16 novembre 2013, l’hebdo Marianne publie ma réponse dans ses colonnes suite aux accusations de “communautarisme” lancées contre ceux qui (à mon sens) veulent vivifier la République (encore récemment contre Esther Benbassa, après moi-même, Olivier Ferrand et d’autres encore). 

Un communautarisme peut en cacher un autre !

Il est de bon ton (et Marianne en sait quelque chose) de s’inquiéter de la montée «du» communautarisme (entendez «noir-musulman-banlieues») à l’assaut (pèle mêle) de l’idéal républicain («idéalement» mis en pratique), de la laïcité (bien sûr) de notre vivre ensemble (mais, si possible, chacun à sa place).

Qu’en est-il du communautarisme «blanc», du communautarisme «de classe», fut-il inconscient car tellement intégré, de celui des gardiens de l’ordre établi, fussent-ils de gauche, de cet entre-soi qui exhibe, certes, quelques réussites hautes en couleurs mais se tait massivement sur la réalité et l’ampleur des discriminations ? Des discriminations d’une grande violence pour tous les citoyens nourris aux promesses d’une légendaire égalité… Et qui, tout autant, condamnent la République à… tourner en rond, donc à régresser. Une société qui exclut sa diversité (voilà le véritable problème français d’intégration) est une société qui se tourne le dos, qui s’exclut d’elle même, de son histoire, du mouvement de son identité, de son évolution. De son avenir…
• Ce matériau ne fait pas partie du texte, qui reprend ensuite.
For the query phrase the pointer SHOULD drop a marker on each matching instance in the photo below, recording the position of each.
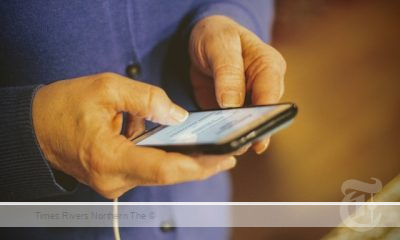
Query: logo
(360, 220)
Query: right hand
(77, 123)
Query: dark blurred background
(344, 73)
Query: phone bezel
(264, 128)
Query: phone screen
(211, 127)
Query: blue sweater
(47, 40)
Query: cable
(117, 236)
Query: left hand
(228, 61)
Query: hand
(78, 122)
(228, 61)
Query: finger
(224, 55)
(157, 167)
(141, 99)
(134, 126)
(241, 150)
(261, 145)
(265, 70)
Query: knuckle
(228, 69)
(105, 81)
(163, 174)
(154, 94)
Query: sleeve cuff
(240, 13)
(25, 173)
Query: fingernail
(179, 114)
(261, 149)
(231, 99)
(229, 163)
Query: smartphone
(219, 131)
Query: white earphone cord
(117, 236)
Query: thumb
(224, 55)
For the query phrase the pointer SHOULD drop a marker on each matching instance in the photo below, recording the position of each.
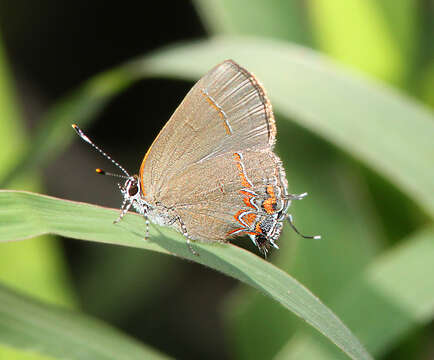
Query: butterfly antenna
(103, 172)
(85, 138)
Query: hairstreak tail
(211, 172)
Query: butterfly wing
(229, 194)
(226, 111)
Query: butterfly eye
(133, 189)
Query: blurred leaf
(19, 354)
(374, 50)
(340, 208)
(24, 215)
(393, 296)
(36, 268)
(48, 330)
(280, 19)
(348, 111)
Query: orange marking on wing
(248, 203)
(214, 106)
(233, 231)
(237, 216)
(271, 201)
(250, 219)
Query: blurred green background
(368, 220)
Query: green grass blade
(278, 18)
(48, 330)
(393, 296)
(24, 215)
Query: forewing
(226, 111)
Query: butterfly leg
(185, 233)
(124, 209)
(291, 222)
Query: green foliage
(363, 150)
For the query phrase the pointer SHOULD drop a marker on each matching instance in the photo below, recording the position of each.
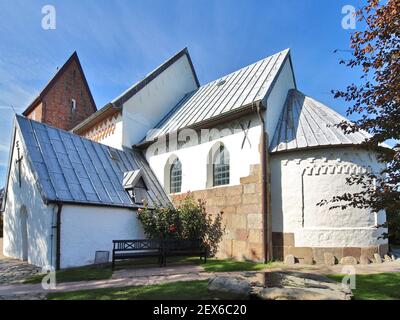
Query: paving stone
(377, 258)
(349, 260)
(329, 259)
(364, 259)
(290, 259)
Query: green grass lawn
(192, 290)
(212, 265)
(380, 286)
(104, 272)
(76, 274)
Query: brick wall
(242, 216)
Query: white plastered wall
(300, 180)
(194, 159)
(40, 217)
(87, 229)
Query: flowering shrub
(189, 220)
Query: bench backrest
(136, 245)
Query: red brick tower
(66, 100)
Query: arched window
(175, 177)
(221, 166)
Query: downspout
(267, 237)
(58, 236)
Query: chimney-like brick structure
(66, 100)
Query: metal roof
(224, 95)
(69, 168)
(307, 123)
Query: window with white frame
(175, 177)
(221, 166)
(73, 105)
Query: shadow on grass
(87, 273)
(184, 290)
(380, 286)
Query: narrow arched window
(175, 177)
(221, 167)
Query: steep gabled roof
(73, 57)
(116, 104)
(307, 123)
(71, 169)
(235, 91)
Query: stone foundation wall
(284, 244)
(242, 216)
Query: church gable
(234, 93)
(66, 100)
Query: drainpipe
(267, 236)
(58, 236)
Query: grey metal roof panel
(235, 90)
(70, 168)
(306, 123)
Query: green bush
(189, 220)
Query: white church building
(249, 143)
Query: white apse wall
(299, 180)
(194, 158)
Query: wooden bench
(130, 249)
(184, 248)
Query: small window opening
(73, 105)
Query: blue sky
(119, 42)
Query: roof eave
(108, 110)
(227, 116)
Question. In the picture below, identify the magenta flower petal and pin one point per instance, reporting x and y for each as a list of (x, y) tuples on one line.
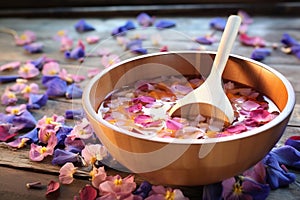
[(8, 98), (287, 155), (83, 26), (293, 141), (74, 114), (36, 47), (276, 175), (161, 24), (52, 186), (8, 78), (75, 54), (260, 54), (173, 125), (24, 122), (28, 70), (88, 192), (36, 101), (5, 133), (56, 87), (10, 66), (18, 143), (31, 135), (217, 23), (73, 91)]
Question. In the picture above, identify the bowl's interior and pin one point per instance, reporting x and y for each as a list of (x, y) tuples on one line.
[(161, 159), (238, 69)]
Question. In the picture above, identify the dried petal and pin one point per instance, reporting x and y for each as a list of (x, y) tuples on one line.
[(83, 26), (52, 186)]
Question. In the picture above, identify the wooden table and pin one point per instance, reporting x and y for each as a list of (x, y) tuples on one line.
[(15, 167)]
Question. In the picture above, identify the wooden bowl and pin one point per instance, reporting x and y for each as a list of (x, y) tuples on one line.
[(191, 161)]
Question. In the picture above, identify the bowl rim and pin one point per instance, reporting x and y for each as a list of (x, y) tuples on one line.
[(288, 109)]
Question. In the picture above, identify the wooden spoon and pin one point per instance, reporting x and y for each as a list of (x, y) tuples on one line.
[(209, 99)]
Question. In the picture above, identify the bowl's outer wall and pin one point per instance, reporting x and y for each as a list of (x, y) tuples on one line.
[(186, 164)]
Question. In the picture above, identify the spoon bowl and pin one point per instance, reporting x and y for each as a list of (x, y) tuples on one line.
[(209, 99)]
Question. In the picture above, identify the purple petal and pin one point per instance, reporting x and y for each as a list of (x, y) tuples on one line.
[(76, 53), (60, 157), (217, 23), (36, 47), (260, 54), (31, 135), (83, 26), (289, 40), (25, 121), (161, 24), (121, 30), (287, 155), (8, 78), (294, 141), (62, 134), (5, 133), (204, 40), (36, 101), (73, 92), (74, 114), (144, 19), (276, 175), (143, 190)]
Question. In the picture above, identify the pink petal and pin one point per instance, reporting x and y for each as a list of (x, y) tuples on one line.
[(52, 187), (88, 193), (173, 125), (9, 66)]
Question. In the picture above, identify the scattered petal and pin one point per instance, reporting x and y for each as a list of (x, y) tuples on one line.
[(83, 26), (217, 23), (10, 66), (28, 71), (52, 186), (36, 47), (66, 173), (144, 19), (162, 24), (260, 54)]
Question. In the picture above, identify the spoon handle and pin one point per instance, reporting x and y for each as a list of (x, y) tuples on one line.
[(226, 43)]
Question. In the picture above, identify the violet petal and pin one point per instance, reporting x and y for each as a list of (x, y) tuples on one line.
[(73, 91)]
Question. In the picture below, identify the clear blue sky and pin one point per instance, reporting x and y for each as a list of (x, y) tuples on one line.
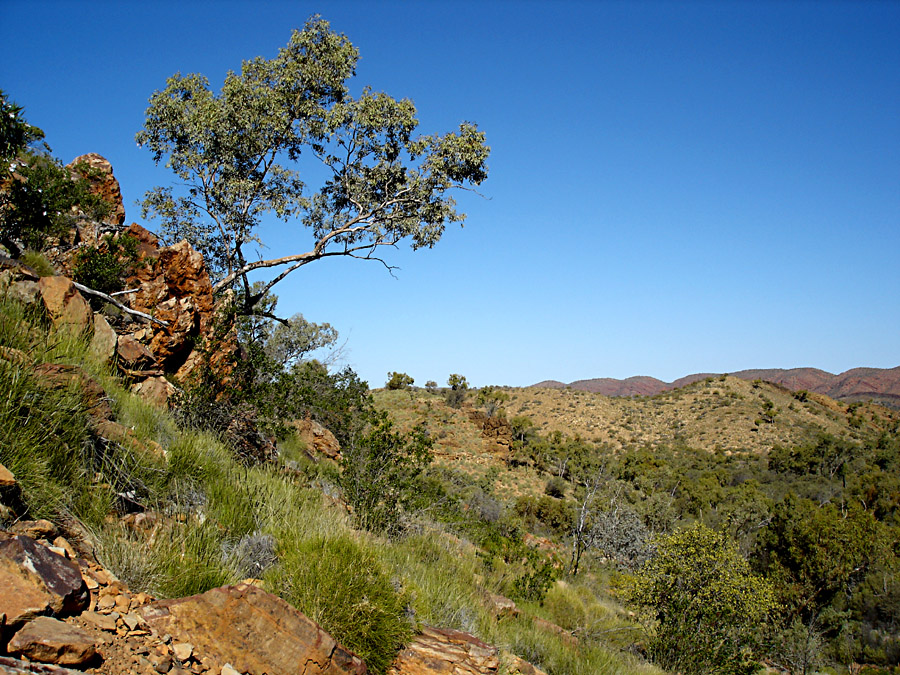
[(674, 187)]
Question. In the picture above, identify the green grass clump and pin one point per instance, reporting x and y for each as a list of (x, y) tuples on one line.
[(38, 263)]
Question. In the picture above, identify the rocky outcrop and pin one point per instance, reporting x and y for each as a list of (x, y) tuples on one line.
[(103, 184), (7, 480), (495, 430), (62, 376), (65, 305), (49, 640), (174, 286), (436, 651), (318, 438), (34, 581), (252, 630)]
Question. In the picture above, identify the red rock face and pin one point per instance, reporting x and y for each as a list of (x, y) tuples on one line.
[(49, 640), (254, 631), (103, 184), (446, 652), (65, 304), (34, 580), (175, 288)]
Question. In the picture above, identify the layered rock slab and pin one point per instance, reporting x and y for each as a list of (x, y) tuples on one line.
[(254, 631), (437, 651), (34, 580), (49, 640)]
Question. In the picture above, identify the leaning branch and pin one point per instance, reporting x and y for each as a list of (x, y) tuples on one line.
[(113, 301)]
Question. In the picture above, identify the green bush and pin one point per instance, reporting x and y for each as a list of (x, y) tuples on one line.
[(104, 268), (341, 585), (398, 381), (379, 472)]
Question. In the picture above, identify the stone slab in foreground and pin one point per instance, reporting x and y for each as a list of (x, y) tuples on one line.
[(254, 631), (437, 651)]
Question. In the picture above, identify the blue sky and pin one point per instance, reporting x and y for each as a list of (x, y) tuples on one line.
[(674, 187)]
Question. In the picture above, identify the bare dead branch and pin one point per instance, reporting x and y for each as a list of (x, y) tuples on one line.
[(113, 301)]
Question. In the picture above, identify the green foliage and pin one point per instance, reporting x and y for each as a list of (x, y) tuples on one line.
[(37, 200), (341, 585), (386, 185), (398, 381), (704, 603), (15, 133), (491, 398), (815, 553), (554, 514), (379, 470), (555, 487), (38, 263), (105, 268)]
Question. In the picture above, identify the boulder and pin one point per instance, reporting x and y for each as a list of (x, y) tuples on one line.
[(64, 304), (35, 529), (7, 480), (103, 183), (49, 640), (318, 438), (253, 631), (103, 343), (437, 651), (175, 287), (34, 580), (27, 292), (501, 606), (155, 390)]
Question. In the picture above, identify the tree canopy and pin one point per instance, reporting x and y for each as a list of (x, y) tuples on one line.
[(238, 153)]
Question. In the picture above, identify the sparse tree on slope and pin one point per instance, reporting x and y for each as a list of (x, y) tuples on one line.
[(237, 154)]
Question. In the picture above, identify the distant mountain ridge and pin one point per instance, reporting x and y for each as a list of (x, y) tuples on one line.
[(879, 384)]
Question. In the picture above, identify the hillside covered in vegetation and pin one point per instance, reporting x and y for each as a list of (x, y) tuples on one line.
[(189, 484)]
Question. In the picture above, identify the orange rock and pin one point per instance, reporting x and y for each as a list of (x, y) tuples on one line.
[(65, 304), (436, 651), (103, 184), (49, 640), (252, 630), (34, 580), (318, 438)]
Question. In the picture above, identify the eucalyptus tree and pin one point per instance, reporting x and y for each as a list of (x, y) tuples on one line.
[(238, 155)]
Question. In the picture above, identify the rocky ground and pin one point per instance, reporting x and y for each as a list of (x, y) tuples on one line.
[(63, 613)]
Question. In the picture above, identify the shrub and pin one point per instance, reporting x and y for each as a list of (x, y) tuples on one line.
[(456, 394), (104, 268), (398, 381), (555, 487), (379, 473), (341, 585)]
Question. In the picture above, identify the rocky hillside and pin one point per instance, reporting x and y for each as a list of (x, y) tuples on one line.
[(880, 385), (133, 543)]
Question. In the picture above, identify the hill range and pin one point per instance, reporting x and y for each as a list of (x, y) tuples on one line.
[(879, 385)]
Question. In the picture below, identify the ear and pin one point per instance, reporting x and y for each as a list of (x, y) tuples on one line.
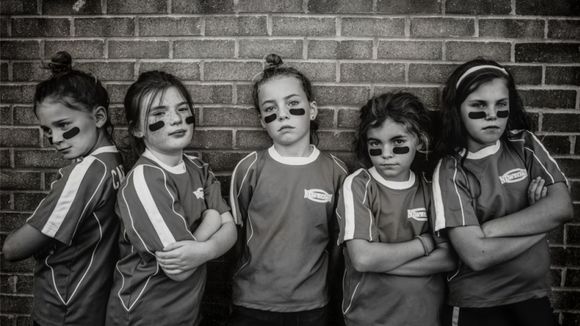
[(313, 110), (101, 117)]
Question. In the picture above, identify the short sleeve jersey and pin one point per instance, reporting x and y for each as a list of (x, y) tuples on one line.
[(374, 209), (160, 205), (73, 276), (285, 205), (490, 184)]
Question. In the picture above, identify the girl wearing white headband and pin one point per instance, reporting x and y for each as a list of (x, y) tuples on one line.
[(497, 193)]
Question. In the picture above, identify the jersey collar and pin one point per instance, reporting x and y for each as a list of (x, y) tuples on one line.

Voilà un scoop : loin d’être communautariste, la détermination à faire bouger les lignes d’une France figée sur ses certitudes, ignorante du nouveau monde qui éclôt en son sein, est un combat au service du devenir collectif.

Oui, un combat « communautaire » peut servir de rebond à la majorité : le Pacs en est un exemple. Celui des Noirs de France pour la reconnaissance de l’esclavage a servi toute la société : tous issus de cette histoire, nous en sortons tous grandis. Le spécifique, le particulier n’excluent en rien la mise en commun ; la possibilité d’exprimer ses différences permet de ne pas être exclu, et de ne pas s’exclure, de ce qui nous réunit : in fine de nos ressemblances.

Le fil communautaire peut donc participer d’une dynamique sociétale. Il peut aussi contribuer, sans exclusive, à l’épanouissement -personne n’aimant être suspendu dans le vide. Plus encore, lorsqu’une société vous éloigne dans « vos » quartiers, se refuse ou, plus subtilement, se dérobe à vous… lorsque le communautarisme majoritaire voit dans l’expression d’une « différence » celle d’une dangerosité.

En réalité, ce qui est communément dénoncé comme «communautariste» reste, le plus souvent, l’expression d’un désarroi face à une solidarité fragmentée, bien plus excluante, humiliante, meurtrière : celle qui s’exprime vis à vis de sa caste.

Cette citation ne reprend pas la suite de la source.